I'm need to source the threaded bushing to bush the holes for the throttle bracket down to the appropriate bolt size. Also need the bolts to bolt on the throttle bracket and a 12v throttle cable. Best place to source these? Snedge? Might also end up need a few other little throttle pieces once I get it on. The local cummins guys suck.
 
Cummins told me they could not order any throttle pieces because they were dodge parts. I got a new rod and ends from dodge so they might have what you need
 
Try this

I'm need to source the threaded bushing to bush the holes for the throttle bracket down to the appropriate bolt size. Also need the bolts to bolt on the throttle bracket and a 12v throttle cable. Best place to source these? Snedge? Might also end up need a few other little throttle pieces once I get it on. The local cummins guys suck.

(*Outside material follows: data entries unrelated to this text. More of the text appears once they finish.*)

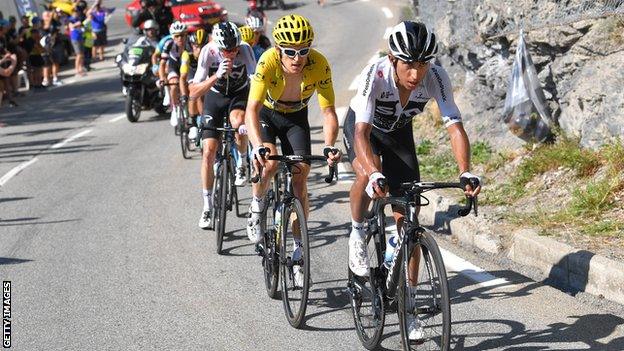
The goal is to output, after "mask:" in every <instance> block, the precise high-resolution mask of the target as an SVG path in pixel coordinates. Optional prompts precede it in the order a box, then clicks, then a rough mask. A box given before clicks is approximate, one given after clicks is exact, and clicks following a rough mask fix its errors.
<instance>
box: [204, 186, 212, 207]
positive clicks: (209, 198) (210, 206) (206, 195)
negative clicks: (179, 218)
mask: <svg viewBox="0 0 624 351" xmlns="http://www.w3.org/2000/svg"><path fill="white" fill-rule="evenodd" d="M202 197H203V198H204V211H210V210H211V209H212V191H210V190H206V189H203V190H202Z"/></svg>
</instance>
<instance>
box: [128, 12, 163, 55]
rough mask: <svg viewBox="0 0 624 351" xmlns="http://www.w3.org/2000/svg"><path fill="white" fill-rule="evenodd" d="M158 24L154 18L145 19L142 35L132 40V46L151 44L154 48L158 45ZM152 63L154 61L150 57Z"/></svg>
mask: <svg viewBox="0 0 624 351" xmlns="http://www.w3.org/2000/svg"><path fill="white" fill-rule="evenodd" d="M159 40H160V39H159V37H158V24H157V23H156V21H154V20H147V21H145V23H143V35H142V36H140V37H139V39H137V41H136V42H134V44H133V45H134V46H151V47H153V48H154V50H156V48H157V47H158V41H159ZM152 63H153V64H155V63H156V61H155V60H154V58H153V57H152Z"/></svg>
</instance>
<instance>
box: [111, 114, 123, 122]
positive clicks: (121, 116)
mask: <svg viewBox="0 0 624 351" xmlns="http://www.w3.org/2000/svg"><path fill="white" fill-rule="evenodd" d="M125 117H126V115H119V116H117V117H114V118H111V119H109V120H108V122H109V123H115V122H117V121H120V120H122V119H124V118H125Z"/></svg>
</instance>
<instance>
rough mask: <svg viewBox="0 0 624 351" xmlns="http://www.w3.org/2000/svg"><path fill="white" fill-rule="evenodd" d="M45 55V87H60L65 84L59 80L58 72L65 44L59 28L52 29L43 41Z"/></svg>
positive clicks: (58, 70)
mask: <svg viewBox="0 0 624 351" xmlns="http://www.w3.org/2000/svg"><path fill="white" fill-rule="evenodd" d="M41 42H42V46H43V49H44V50H45V53H44V55H43V60H44V63H45V65H44V67H43V83H42V84H43V86H48V85H50V78H52V85H54V86H59V85H63V83H62V82H61V81H60V80H59V79H58V72H59V67H60V64H61V61H62V60H63V50H64V49H63V43H62V41H61V38H60V33H59V28H58V27H54V26H53V27H50V29H49V30H48V31H47V33H46V34H45V36H44V37H43V38H42V39H41Z"/></svg>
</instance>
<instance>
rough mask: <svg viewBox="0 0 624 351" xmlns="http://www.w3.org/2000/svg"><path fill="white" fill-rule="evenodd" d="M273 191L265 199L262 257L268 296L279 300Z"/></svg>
mask: <svg viewBox="0 0 624 351" xmlns="http://www.w3.org/2000/svg"><path fill="white" fill-rule="evenodd" d="M273 194H274V192H273V189H270V190H269V191H268V193H267V195H266V197H265V202H264V212H263V213H262V223H261V227H260V228H262V232H263V235H264V243H263V245H264V256H263V257H262V268H263V270H264V285H265V287H266V290H267V295H269V297H270V298H272V299H277V287H278V284H279V254H278V252H277V251H278V250H277V245H278V244H277V242H276V239H277V238H276V235H275V233H276V231H275V211H276V210H277V211H279V209H278V208H275V199H274V195H273Z"/></svg>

Cummins guys do suck sometimes. I know of one that tries not to. :)


Give the guys that suck part numbers. Maybe they won't suck ???

Here is a list I have from days of old.

P7100 conversion less pump and injection lines.

Pump mounting

3969698 seal
3923083 oil line for pump supply
3933291 T fitting
3931382 pump drive gear
3920921 nut
3920922 washer
4003580 bracket
3927646 bracket
3901445 bolt
3913366 bolt (2)
3900630 bolt (2)
3937123 stud (4)
3902662 nut (4)

Gear housing

3936256 gear housing
3918673 cover gsk
3938156 housing to block gsk
3937111 crank seal
3008400 Vac pump mnt gsk

Linkage

3922317 rod
3931559 bracket assembly
3900629 bolt (3)
3931527 lever gov.
3093946 nut
3990112
3932222 bolt (2)
3933130 spring
3925377 spring
3931510 spring

There. Don't say I never gave you anything.